Construction of any civil and structural work involves both workers and equipment interacting with each other in a synchronized pattern to accomplish a certain task. Planning, delegating and coordinating various activities in the site among the various work groups is important as it enables the comprehension of jobsite context, which in turn allows the interpretation of worker intentions, the prediction of their movements, and the detection of inappropriate interactions that are counterproductive and may cause disastrous consequences such as struck-by accidents. Therefore, recognizing construction activities and involved working groups is critical to enhancing construction safety and improving productivity. At present, majority of the existing studies use videos that only contain one activity with involved entities and rely solely on the spatial-temporal relationship among entities. However, as mentioned earlier, many workers and machines co-exist and collaborate to accomplish different activities, and not all of them are relevant to the same activity, even though they are spatially close.

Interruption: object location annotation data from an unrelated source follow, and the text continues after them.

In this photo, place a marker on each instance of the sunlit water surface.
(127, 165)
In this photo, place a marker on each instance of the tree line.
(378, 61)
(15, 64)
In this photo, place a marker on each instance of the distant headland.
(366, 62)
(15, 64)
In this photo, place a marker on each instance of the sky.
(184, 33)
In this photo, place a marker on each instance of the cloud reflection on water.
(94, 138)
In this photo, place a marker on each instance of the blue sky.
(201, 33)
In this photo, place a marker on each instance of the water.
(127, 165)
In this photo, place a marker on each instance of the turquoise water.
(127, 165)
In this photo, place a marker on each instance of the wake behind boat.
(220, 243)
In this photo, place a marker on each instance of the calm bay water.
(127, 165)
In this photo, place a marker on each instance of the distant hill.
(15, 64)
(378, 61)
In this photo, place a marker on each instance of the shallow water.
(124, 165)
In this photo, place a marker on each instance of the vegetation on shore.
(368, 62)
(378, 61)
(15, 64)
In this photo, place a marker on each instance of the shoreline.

There is still a critical knowledge gap, i.e. methods are needed to identify working groups and recognize corresponding activities using images/videos that contain many entities collaborating on various tasks. On this account, researchers from the Lyles School of Civil Engineering at Purdue University: Jiannan Cai (Ph.D. candidate), Yuxi Zhang (Ph.D. student), led by Professor Hubo Cai, proposed a two-step deep learning-based classification approach – working group identification followed by activity recognition, leveraging both positional and attentional cues, to recognize complex interactions and their involved entities from videos that contain different activities with multiple entities. Their work is currently published in the research journal, Automation in Construction.
In their work, spatial and attentional states of individual entities were represented numerically, and the corresponding positional and attentional cues between two entities computed. The researchers then designed the long short-term memory (LSTM) networks so as to: first, classify whether two entities belonging to the same group, and second, recognize the activities they were involved in. In addition, the newly created method was validated using two sets of construction videos.
The authors reported that the proposed framework achieved over 95% accuracy in correctly identifying the working groups and recognizing the activities. In fact, the performance obtained by integrating positional and attentional cues was much higher than that obtained using positional cues alone. Better still, dividing the group activity recognition task into a two-step cascading process yielded better performance than simply conducting a one-step activity recognition.
In summary, the study by Professor Hubo Cai and his research team presented a novel two-step deep learning-based approach that integrates positional and attentional cues to identify construction working groups and recognize corresponding group activities. Also, by identifying working groups before recognizing activities, the group-irrelevant entities are effectively excluded, which leads to improved performance of group activity recognition. In a statement to Advances in Engineering, Professor Hubo Cai highlighted that the presented approach was nearly accurate in that by leveraging both positional and attentional cues, the accuracy was reported to increase from 85% to 95% compared with cases using positional cues alone, hence improved performance.
Jiannan Cai, Yuxi Zhang, Hubo Cai. Two-step long short-term memory method for identifying construction activities through positional and attentional cues. Automation in Construction, volume 106 (2019) 102886.